Many years later, Watson was asked to photograph Steve Jobs. Jobs didn’t like many photographers or his photograph being taken, so Watson offered Jobs a proposition. “I thought, ‘how could I get on his good side?’ So I said to him, ‘Steve, I have good news for you.’ And he said, ‘What’s that?’ And I said, ‘I don’t need you for an hour. I can do this in half an hour.’ He said, ‘Are you sure?’ I said, ‘Really.’ And he said, ‘That’s great because I’m so busy,'” recalls Watson.
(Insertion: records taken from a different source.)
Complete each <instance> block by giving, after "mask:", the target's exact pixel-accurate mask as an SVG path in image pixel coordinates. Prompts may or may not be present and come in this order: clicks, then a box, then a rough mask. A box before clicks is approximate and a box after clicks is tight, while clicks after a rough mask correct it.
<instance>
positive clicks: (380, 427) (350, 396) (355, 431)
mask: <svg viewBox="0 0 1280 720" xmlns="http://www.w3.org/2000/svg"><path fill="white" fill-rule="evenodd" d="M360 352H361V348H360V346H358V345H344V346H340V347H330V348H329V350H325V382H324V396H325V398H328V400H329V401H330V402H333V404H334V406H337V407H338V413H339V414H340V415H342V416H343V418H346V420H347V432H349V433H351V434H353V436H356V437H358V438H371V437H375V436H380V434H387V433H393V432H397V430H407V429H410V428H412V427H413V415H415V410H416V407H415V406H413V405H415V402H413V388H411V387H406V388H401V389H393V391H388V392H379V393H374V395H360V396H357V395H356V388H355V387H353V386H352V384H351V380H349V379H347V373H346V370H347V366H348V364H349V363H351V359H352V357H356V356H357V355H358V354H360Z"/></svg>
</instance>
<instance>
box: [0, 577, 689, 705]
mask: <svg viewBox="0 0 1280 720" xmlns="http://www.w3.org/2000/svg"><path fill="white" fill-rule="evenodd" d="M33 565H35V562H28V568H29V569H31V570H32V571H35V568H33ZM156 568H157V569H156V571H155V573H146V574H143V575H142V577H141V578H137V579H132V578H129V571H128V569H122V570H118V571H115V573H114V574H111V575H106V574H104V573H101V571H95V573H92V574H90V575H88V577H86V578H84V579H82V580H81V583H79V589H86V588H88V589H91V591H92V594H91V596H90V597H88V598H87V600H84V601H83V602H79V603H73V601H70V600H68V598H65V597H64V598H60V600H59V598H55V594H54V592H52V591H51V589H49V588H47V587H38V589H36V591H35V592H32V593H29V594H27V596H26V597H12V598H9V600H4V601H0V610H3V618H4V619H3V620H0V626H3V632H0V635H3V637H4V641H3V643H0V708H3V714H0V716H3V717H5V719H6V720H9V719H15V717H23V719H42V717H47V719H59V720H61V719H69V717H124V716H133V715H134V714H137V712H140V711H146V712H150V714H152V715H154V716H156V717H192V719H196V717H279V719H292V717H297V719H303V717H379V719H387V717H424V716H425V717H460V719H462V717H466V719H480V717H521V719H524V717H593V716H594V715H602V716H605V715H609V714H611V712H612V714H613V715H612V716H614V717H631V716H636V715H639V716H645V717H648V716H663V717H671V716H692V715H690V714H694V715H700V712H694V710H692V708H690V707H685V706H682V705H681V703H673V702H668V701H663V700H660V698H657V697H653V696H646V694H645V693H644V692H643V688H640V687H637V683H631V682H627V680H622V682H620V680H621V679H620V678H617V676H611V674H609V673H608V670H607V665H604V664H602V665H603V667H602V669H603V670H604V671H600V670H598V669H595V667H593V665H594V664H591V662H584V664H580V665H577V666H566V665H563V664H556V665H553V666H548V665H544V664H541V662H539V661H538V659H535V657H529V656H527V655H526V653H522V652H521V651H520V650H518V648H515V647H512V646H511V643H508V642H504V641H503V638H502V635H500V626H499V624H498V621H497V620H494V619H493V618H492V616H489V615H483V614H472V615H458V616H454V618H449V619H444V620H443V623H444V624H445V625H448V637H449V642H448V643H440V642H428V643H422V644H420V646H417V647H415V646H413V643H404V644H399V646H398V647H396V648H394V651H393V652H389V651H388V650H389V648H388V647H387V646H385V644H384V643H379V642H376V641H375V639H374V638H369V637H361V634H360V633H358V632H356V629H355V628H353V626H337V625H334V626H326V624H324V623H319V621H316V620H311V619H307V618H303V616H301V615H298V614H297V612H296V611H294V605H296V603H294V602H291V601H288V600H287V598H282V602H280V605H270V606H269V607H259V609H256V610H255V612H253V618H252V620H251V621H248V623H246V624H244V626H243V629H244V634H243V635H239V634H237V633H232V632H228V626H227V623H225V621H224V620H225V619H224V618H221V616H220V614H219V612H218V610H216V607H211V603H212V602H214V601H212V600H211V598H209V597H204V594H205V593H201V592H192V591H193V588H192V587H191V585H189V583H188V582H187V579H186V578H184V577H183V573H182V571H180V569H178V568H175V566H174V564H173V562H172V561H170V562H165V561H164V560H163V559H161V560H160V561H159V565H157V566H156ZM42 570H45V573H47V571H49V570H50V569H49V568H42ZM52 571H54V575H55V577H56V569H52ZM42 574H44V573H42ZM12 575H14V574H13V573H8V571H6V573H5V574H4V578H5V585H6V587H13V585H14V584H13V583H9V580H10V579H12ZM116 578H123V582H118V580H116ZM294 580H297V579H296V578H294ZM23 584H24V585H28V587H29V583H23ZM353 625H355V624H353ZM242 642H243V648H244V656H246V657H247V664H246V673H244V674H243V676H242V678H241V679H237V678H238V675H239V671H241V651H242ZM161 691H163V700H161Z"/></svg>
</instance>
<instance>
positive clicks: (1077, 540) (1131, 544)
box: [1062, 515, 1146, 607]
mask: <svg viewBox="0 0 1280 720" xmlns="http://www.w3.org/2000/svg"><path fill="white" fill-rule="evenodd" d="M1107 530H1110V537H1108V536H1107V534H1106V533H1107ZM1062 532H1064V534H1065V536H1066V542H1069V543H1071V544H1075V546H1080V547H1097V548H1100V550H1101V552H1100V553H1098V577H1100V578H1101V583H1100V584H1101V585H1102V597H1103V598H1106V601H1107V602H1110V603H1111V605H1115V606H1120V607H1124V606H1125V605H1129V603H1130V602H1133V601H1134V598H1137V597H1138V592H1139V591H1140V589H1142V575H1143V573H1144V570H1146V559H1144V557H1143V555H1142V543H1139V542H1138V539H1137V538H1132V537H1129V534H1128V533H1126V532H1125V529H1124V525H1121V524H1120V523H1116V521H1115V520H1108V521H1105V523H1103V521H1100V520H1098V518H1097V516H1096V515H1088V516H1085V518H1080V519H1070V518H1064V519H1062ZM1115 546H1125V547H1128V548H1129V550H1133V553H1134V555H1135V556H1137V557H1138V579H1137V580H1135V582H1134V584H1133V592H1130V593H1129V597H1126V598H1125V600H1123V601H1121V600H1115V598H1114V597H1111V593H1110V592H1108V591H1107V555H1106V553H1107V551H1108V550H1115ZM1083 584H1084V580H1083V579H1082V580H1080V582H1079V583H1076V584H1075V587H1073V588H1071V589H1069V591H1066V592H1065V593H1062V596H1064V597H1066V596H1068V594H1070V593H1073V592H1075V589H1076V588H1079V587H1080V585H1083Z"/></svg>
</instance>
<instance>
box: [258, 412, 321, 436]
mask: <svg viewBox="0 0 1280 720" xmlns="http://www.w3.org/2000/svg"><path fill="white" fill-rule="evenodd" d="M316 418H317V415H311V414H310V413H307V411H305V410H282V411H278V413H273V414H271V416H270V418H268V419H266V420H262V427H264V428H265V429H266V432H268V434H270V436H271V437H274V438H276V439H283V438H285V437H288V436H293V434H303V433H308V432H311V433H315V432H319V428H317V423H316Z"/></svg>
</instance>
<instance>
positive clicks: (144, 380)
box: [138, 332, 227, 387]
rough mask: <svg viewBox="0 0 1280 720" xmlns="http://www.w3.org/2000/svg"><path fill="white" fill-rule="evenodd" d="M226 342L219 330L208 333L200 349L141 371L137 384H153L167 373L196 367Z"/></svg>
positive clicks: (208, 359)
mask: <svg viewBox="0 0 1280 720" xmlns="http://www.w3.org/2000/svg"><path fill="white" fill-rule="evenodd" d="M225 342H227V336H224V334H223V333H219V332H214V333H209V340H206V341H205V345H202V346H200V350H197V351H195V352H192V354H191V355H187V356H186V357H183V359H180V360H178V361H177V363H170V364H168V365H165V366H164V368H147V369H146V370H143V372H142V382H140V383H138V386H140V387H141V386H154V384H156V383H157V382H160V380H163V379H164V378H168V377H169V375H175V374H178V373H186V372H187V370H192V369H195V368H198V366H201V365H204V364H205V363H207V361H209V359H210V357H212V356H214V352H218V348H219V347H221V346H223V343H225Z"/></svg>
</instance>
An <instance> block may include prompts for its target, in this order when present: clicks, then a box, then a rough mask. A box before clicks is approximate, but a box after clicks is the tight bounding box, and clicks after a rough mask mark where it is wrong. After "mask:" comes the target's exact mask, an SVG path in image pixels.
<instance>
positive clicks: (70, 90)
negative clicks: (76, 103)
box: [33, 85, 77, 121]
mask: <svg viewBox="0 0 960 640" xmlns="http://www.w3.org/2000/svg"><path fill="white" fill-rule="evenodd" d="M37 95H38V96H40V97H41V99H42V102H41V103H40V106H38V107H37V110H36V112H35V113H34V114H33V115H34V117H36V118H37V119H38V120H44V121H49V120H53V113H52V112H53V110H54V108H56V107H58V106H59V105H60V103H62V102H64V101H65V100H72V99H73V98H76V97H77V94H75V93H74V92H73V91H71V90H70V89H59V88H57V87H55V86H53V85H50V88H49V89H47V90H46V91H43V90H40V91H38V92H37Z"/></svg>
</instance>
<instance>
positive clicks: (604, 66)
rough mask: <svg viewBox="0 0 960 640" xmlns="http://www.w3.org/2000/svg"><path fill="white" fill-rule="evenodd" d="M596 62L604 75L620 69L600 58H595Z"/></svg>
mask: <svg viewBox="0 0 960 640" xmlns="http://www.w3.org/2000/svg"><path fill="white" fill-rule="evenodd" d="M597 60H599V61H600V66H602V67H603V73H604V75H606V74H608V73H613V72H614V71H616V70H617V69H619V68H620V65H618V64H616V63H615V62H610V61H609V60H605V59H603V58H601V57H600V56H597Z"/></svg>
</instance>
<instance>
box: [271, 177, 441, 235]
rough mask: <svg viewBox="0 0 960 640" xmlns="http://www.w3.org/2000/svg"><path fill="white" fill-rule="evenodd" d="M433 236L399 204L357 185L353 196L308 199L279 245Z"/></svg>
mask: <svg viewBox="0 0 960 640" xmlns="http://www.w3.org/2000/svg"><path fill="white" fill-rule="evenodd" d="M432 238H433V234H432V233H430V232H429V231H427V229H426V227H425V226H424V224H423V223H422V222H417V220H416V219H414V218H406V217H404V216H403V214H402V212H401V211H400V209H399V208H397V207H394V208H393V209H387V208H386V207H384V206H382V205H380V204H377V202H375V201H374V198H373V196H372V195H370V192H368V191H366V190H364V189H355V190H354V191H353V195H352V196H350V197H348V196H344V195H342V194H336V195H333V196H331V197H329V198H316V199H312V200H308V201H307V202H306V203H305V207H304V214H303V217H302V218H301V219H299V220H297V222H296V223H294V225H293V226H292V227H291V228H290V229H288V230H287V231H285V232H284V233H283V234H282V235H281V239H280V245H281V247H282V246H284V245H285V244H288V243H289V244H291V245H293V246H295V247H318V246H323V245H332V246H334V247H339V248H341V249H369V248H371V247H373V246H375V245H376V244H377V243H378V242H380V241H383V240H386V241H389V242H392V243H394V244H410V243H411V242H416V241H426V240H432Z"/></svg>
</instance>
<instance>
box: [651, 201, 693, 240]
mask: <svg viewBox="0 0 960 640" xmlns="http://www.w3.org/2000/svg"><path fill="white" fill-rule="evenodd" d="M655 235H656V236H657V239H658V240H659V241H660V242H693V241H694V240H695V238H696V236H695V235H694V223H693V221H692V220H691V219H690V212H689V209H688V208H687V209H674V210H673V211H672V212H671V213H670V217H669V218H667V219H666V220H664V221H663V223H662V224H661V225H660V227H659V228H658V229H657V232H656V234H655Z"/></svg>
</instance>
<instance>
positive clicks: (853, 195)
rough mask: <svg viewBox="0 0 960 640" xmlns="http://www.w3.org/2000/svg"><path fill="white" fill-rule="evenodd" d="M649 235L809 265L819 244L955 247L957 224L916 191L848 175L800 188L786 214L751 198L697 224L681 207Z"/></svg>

The original photograph was taken in 2006, but five years later, the head of PR at Apple asked Watson for that picture. Not understanding the urgency, Watson sent over the photo. And on Oct. 5, 2011, it was announced that Steve Jobs had passed away from pancreatic cancer. Alongside the announcement was Watson’s black-and-white portrait of Jobs. “The picture, of course, had perfect Steve Jobs essence, which is minimalism. And as time goes on, and Steve Jobs, through time, becomes more iconic and more memorable, as a kind of god of this modern world, then that picture still kind of holds up.”
While Watson was visiting SCAD for the opening of his exhibit, President Paula Wallace created a “Key Light” alumni challenge for past SCAD photography alums. “We had a challenge with our photography students based on Albert Watson’s exhibition. They [the 19 alumni] came and saw the exhibition, and they created artworks inspired in Albert’s work,” said Gomes.
Watson and Wallace then judged the photographs, and a winner was chosen that best imitated his work. “When I look at other people’s work, I always preface, ‘This photograph in front of me is your photograph, it belongs to you, it’s your statement. And therefore, my comments, observations on that piece are not necessarily criticism. The observations are based on my taste,” he said.
The exhibition will be on display through Sept. 5.